Così Majakovskij insegna la felicità  agli adolescenti

«Cà è chi il suo Majakovskij lo trova nel rifiuto di una società  che pensa solo al denaro, e chi invece nella visione che il poeta aveva del lavoro, un inferno dove nessuno può sentirsi sicuro. Ma su una cosa siamo tutti d’accordo, la tempesta che lui sentiva nell’aria è la stessa che tutti noi viviamo ora» .

«Cà è chi il suo Majakovskij lo trova nel rifiuto di una società  che pensa solo al denaro, e chi invece nella visione che il poeta aveva del lavoro, un inferno dove nessuno può sentirsi sicuro. Ma su una cosa siamo tutti d’accordo, la tempesta che lui sentiva nell’aria è la stessa che tutti noi viviamo ora» .
L’anima del grande scrittore russo torna a vibrare oggi nelle vene ribollenti di duecento adolescenti provenienti da tutto il mondo per Eresia della felicità, la creazione a cielo aperto diretta da Marco Martinelli direttore quest’anno, con Ermanna Montanari, del Festival di S. Arcangelo. Un rito collettivo che si compie ogni giorno (fino al 17 luglio) nello Sferisterio della cittadella romagnola, un laboratorio permanente con «tribù» di ragazzi provenienti dalle periferie del mondo, dal Brasile al Senegal, dagli Stati Uniti al Belgio, e poi Napoli Scampia, Ravenna, S. Arcangelo e Seneghe, un paesino di duemila persone in provincia di Oristano. È il plotone in maglietta gialla dei ragazzi della Non-Scuola fondata dal Teatro delle Albe, un percorso teatral-pedagogico internazionale dove la coralità, l’improvvisazione e la visionarietà sono le parole chiave.
Ogni gruppo ha scelto di lavorare su opere diverse dell’artista, dal Mistero Buffo, a La Cimice, fino al suo primo testo teatrale scritto non ancora ventenne, Vladimir Majakovskij. Un’opera visionaria senza trama, né personaggi, tutta centrata su quella tempesta che è nell’aria, la Rivoluzione d’ottobre che deve ancora arrivare. Versi ribelli, scritti da un adolescente all’inizio del Novecento che oggi diventano armi per dichiarare lo stesso bisogno di felicità di tutti i tempi. «Un urgenza reale e concreta, come le sue parole — sottolinea Martinelli —, qui non c’è spazio per l’ideologia, si parla di anima e di carne: le sue poesie sono colpi al cuore. I ragazzi le riconoscono, perché le sentono nelle loro vene» . Kingsley Ngadiouba, (18 anni) bolognese di origine nigeriana: «Il Paradiso di Majakovskij è una pace vera: anch’io come lui dico, non datemi parole, ma fatti; la felicità sta nel realizzare i propri sogni, per me significa andare all’università e studiare geologia, per capire come si muove la terra sotto i nostri piedi» .

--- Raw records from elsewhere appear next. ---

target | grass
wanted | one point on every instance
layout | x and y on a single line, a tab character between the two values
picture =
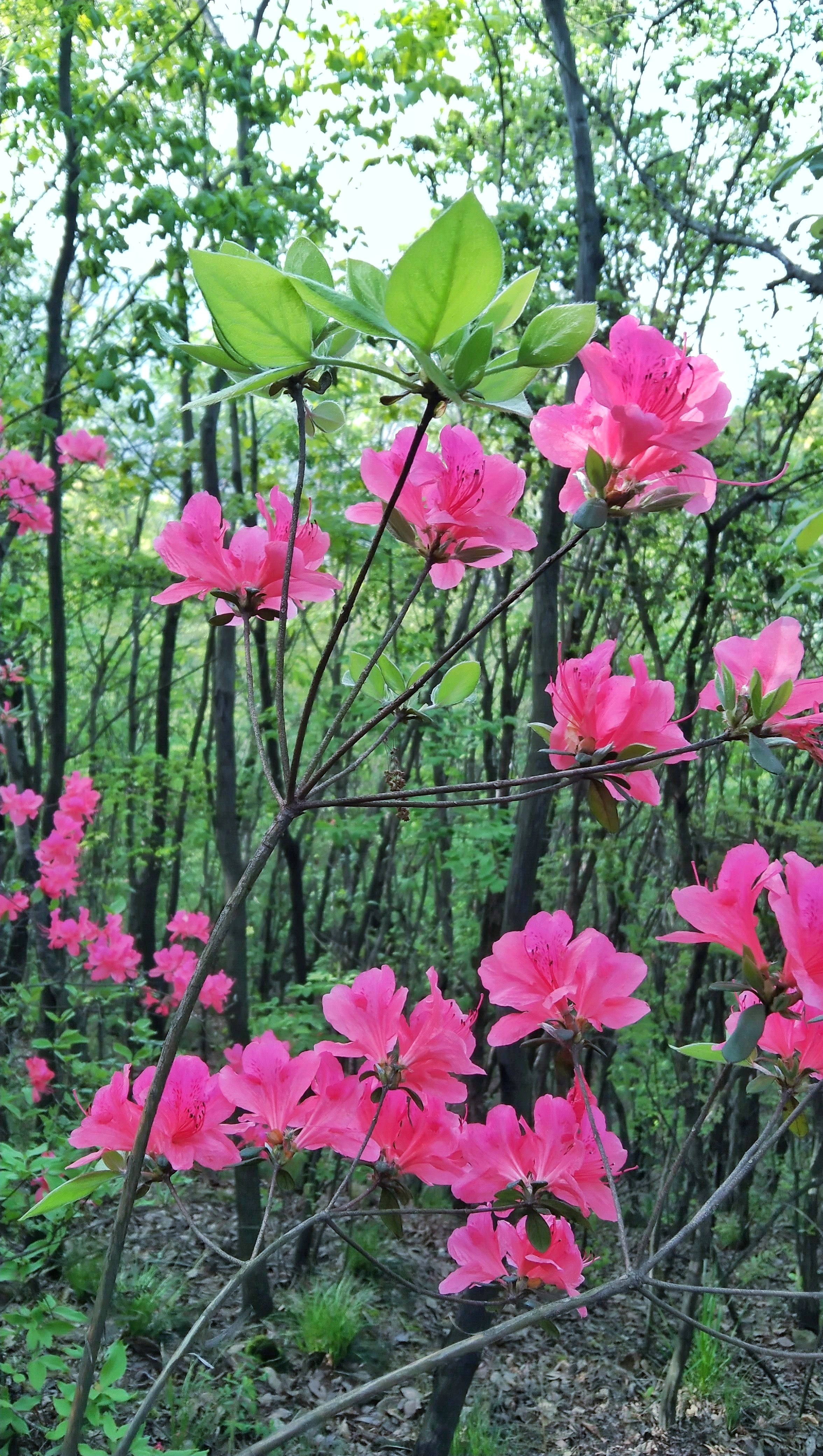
477	1435
328	1317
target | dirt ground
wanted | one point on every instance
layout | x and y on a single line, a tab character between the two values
593	1391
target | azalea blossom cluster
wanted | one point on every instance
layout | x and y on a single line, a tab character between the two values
792	988
643	410
175	965
245	574
395	1116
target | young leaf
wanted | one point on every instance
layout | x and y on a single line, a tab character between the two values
257	308
604	807
538	1231
777	699
72	1191
764	756
701	1052
746	1034
448	277
557	334
458	685
591	516
500	384
368	285
373	685
511	303
472	359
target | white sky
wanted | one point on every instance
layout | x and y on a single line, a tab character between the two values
389	206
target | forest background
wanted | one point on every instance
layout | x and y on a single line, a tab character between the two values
133	133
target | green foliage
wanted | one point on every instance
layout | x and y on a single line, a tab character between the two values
328	1317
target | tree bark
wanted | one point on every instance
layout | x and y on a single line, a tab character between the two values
531	826
53	413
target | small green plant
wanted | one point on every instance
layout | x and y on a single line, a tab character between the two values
328	1317
477	1435
709	1362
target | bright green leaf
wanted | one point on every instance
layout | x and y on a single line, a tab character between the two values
448	277
511	303
557	334
257	308
701	1052
458	685
72	1191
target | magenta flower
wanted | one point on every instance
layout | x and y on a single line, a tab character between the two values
20	804
22	479
553	979
82	448
113	956
726	915
777	656
14	905
216	990
557	1154
424	1053
70	935
646	407
459	504
596	710
340	1116
190	925
189	1126
799	911
248	573
40	1077
79	798
270	1087
424	1142
481	1248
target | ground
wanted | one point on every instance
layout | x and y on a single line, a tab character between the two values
593	1391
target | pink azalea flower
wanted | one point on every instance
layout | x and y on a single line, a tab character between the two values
478	1251
82	448
72	935
189	1126
270	1087
505	1152
113	956
216	990
248	573
777	654
79	798
726	915
340	1116
424	1142
20	469
40	1077
459	504
799	909
560	1266
20	804
111	1123
554	979
190	925
596	710
14	905
422	1053
645	407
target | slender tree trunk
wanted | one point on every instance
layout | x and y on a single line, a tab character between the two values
228	838
53	413
531	827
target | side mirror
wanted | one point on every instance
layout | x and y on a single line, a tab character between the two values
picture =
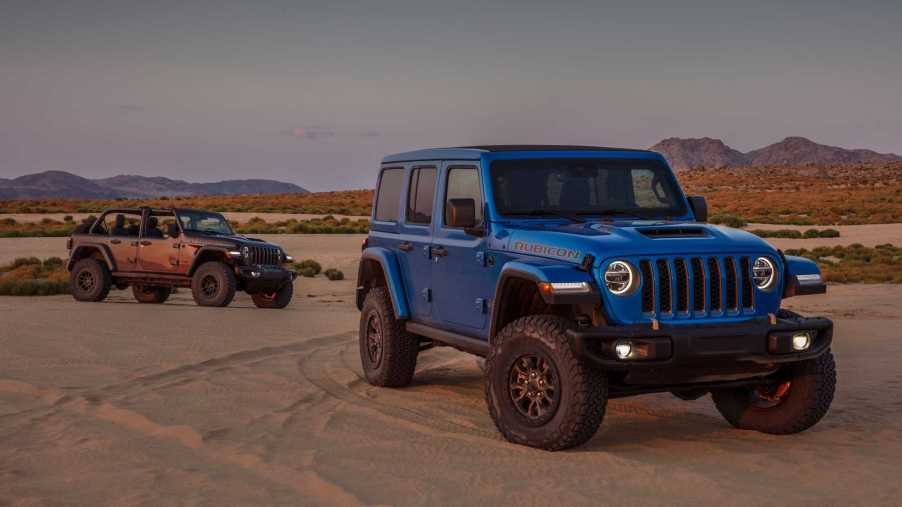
699	207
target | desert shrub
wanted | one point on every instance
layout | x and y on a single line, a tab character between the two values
311	265
728	220
856	263
53	262
25	277
307	272
25	261
334	274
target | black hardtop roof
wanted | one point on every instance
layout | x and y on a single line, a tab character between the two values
541	147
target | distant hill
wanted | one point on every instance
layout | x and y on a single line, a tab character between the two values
66	185
713	153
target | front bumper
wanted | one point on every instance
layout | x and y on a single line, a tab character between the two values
692	353
255	279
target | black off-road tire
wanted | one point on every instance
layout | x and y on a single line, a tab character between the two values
90	280
812	384
278	299
583	394
389	357
213	284
151	294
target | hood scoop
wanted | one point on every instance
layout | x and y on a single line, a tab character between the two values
673	232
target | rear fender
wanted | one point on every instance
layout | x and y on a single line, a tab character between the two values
84	250
390	268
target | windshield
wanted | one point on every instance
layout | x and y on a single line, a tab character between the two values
204	222
572	187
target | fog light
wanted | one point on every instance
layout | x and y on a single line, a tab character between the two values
801	341
623	349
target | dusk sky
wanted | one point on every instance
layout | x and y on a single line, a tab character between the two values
315	93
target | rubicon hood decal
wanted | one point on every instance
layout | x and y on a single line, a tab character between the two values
547	250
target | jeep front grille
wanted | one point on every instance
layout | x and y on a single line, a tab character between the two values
697	286
264	256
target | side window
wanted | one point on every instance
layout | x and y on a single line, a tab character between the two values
463	183
421	195
119	224
389	194
157	225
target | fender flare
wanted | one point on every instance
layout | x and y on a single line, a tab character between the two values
103	249
201	251
391	268
801	277
543	273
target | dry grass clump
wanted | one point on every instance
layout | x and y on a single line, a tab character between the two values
348	202
29	276
802	195
856	263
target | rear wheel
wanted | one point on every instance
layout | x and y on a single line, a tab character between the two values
538	391
277	299
90	280
792	405
213	284
151	294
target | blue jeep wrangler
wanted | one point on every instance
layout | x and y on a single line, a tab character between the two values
583	274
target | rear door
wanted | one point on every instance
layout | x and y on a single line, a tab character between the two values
158	252
416	238
119	230
462	286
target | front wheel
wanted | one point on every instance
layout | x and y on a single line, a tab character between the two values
538	391
277	299
793	404
151	294
388	352
213	284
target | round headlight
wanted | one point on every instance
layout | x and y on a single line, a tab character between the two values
763	273
619	278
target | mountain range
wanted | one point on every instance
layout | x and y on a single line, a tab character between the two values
686	154
61	184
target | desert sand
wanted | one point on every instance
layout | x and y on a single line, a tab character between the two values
117	403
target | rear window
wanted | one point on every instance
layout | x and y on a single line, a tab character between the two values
421	195
389	196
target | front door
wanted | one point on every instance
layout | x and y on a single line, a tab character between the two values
158	252
461	283
414	257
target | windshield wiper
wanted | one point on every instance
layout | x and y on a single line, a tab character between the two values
612	212
540	212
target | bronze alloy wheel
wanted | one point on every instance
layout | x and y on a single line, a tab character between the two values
374	339
85	281
534	388
769	396
209	286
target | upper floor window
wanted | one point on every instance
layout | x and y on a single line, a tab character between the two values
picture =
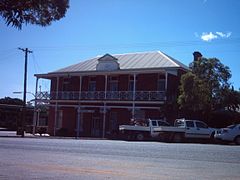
66	84
161	83
92	84
113	84
131	83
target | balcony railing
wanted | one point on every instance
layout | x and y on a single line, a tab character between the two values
102	95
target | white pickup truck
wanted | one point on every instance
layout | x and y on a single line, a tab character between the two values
182	129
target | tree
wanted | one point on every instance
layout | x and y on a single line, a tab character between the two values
206	88
39	12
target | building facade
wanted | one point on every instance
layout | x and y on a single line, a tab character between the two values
94	97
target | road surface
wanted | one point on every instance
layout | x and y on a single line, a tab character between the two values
46	158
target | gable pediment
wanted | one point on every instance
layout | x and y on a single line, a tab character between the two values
107	63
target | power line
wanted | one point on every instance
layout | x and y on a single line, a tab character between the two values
26	51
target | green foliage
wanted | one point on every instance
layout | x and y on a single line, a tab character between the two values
11	101
207	88
39	12
194	94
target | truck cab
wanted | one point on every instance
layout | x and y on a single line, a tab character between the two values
195	128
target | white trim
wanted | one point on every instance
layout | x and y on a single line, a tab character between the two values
107	107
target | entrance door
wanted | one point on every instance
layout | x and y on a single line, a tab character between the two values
96	127
113	125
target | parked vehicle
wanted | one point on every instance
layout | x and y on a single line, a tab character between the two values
230	134
141	129
182	129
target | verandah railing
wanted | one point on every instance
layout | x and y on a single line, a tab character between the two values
102	95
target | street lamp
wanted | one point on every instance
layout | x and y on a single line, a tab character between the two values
34	115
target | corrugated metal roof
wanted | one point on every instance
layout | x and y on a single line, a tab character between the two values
131	61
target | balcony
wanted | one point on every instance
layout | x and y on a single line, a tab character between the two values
102	95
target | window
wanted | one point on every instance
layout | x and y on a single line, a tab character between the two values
161	83
59	119
66	84
162	123
154	123
189	124
201	125
131	83
179	124
92	84
113	84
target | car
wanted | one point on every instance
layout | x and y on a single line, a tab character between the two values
230	134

Dalla Sardegna, Enrico Porcedda, aspirante teologo-sacerdote, afferma: «Traducendo le poesie di Majakovskij in dialetto ho capito meglio il suo pensiero e i miei sogni. Ciò che desidero di più al mondo è aiutare gli altri. La spiritualità mi darà la forza di staccarmi da questo mondo dove sembra che conti solo l’apparenza e il denaro» . Un Majakovskij adolescente, ribelle, anarchico, e necessariamente folle: «I suoi versi rispecchiano la disperazione di tanti giovani di oggi» dice sicura Rufine Godbille (18enne di Mons, Belgio); e se il conformismo può spingere all’esasperazione, da donna so bene che la trappola è ancora più pericolosa, lo sguardo maschile non ci deve condizionare» . Un coro multietnico di parole, forme, gesti e immagini in divenire, una festa pre-rivoluzione dove Majakovskij tra un verso e uno sberleffo afferma la sua contagiosa potenza .

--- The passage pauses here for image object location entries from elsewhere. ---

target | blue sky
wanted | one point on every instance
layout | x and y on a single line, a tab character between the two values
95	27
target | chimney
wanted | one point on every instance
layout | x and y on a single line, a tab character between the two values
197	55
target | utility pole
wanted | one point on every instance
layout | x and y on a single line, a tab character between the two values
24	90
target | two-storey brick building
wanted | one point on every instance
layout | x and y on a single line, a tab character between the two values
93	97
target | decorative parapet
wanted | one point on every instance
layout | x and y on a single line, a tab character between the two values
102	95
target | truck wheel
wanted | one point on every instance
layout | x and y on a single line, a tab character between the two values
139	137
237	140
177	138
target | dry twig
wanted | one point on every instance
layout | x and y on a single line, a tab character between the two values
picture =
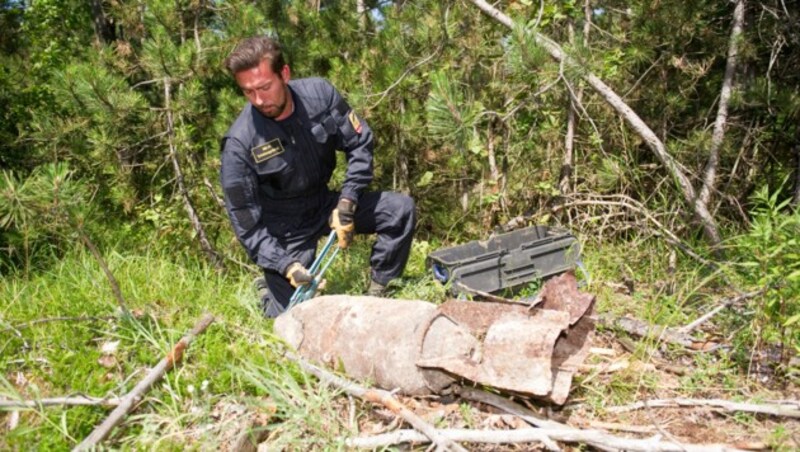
600	440
155	374
80	400
382	397
781	410
528	435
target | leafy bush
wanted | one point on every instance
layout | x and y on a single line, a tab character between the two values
769	258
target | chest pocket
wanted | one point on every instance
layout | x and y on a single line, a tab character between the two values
324	130
276	172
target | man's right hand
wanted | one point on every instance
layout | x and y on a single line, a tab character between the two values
298	275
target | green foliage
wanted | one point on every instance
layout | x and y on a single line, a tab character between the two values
768	259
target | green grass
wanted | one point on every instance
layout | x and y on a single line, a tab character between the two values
237	362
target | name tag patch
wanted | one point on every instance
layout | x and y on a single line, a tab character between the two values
354	122
267	150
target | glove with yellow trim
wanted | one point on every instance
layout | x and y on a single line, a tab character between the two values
298	275
342	221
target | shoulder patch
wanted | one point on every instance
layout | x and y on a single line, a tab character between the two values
354	121
267	150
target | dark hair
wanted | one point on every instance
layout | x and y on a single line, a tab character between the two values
251	51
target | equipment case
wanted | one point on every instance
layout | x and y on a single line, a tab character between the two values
506	261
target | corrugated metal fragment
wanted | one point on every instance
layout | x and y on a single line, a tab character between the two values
419	348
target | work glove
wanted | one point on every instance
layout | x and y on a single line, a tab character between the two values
298	275
342	221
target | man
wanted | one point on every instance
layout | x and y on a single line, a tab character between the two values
277	160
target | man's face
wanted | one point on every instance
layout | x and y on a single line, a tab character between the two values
266	90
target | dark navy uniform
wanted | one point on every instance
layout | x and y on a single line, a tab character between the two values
275	177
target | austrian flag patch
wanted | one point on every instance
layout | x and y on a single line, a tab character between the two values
354	121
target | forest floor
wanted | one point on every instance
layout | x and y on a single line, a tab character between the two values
233	379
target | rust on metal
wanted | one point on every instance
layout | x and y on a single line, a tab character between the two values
419	348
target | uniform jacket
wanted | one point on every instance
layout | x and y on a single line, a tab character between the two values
275	174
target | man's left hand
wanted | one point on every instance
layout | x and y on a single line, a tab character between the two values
341	221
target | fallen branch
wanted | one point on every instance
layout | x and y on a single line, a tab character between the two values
626	112
601	440
382	397
527	435
728	302
22	326
126	403
656	332
769	409
61	401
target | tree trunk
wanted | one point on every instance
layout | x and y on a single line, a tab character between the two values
634	121
103	28
718	136
796	197
212	254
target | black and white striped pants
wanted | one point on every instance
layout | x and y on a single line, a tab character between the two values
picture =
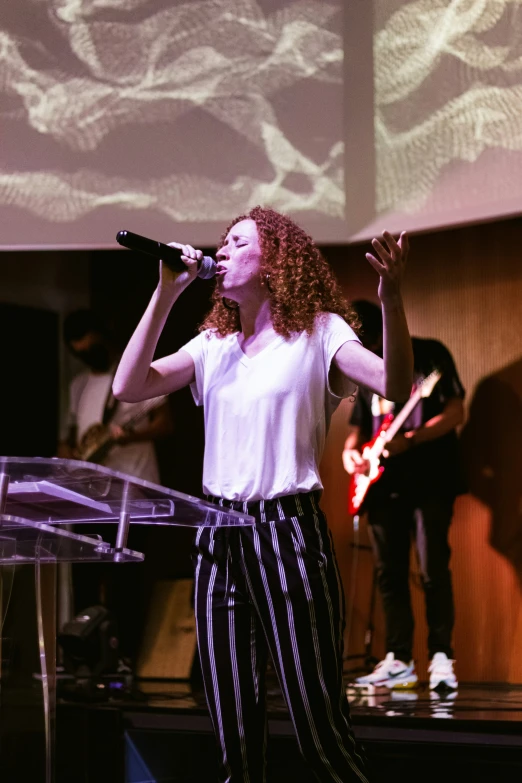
274	587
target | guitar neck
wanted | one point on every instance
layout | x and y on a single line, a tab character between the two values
385	436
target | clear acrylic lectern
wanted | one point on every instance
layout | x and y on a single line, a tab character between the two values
40	502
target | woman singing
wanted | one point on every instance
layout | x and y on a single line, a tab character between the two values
274	357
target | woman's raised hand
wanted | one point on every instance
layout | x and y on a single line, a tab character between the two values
389	263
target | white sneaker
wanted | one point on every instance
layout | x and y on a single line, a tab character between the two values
441	671
390	673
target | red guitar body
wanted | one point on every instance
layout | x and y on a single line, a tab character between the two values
360	483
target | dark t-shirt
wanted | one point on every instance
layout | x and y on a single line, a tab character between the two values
428	469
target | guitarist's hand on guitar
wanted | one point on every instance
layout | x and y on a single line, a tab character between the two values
118	434
354	462
399	444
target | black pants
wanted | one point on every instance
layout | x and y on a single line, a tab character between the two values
392	525
274	588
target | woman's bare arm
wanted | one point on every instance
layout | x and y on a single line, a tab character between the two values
391	376
138	377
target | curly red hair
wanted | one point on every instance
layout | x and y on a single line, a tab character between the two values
301	283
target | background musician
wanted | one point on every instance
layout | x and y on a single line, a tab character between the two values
124	434
415	495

 «Le angosce di chi abita vicino a una favela di Rio sono diverse da chi sta a Mazara del Vallo o a Ravenna— conclude Martinelli —, ma se andiamo a parlare di desideri e di buchi neri dell’anima, scopriamo di essere tutti appartenenti alla stessa civiltà umana» . Tra una nota dell’internazionale in russo e un tamburo africano, un passo di tip tap e un verso lirico, qui a S. Arcangelo in questi giorni sembra che la Tempesta, surreale e gioiosa, sia ogni giorno più vicina.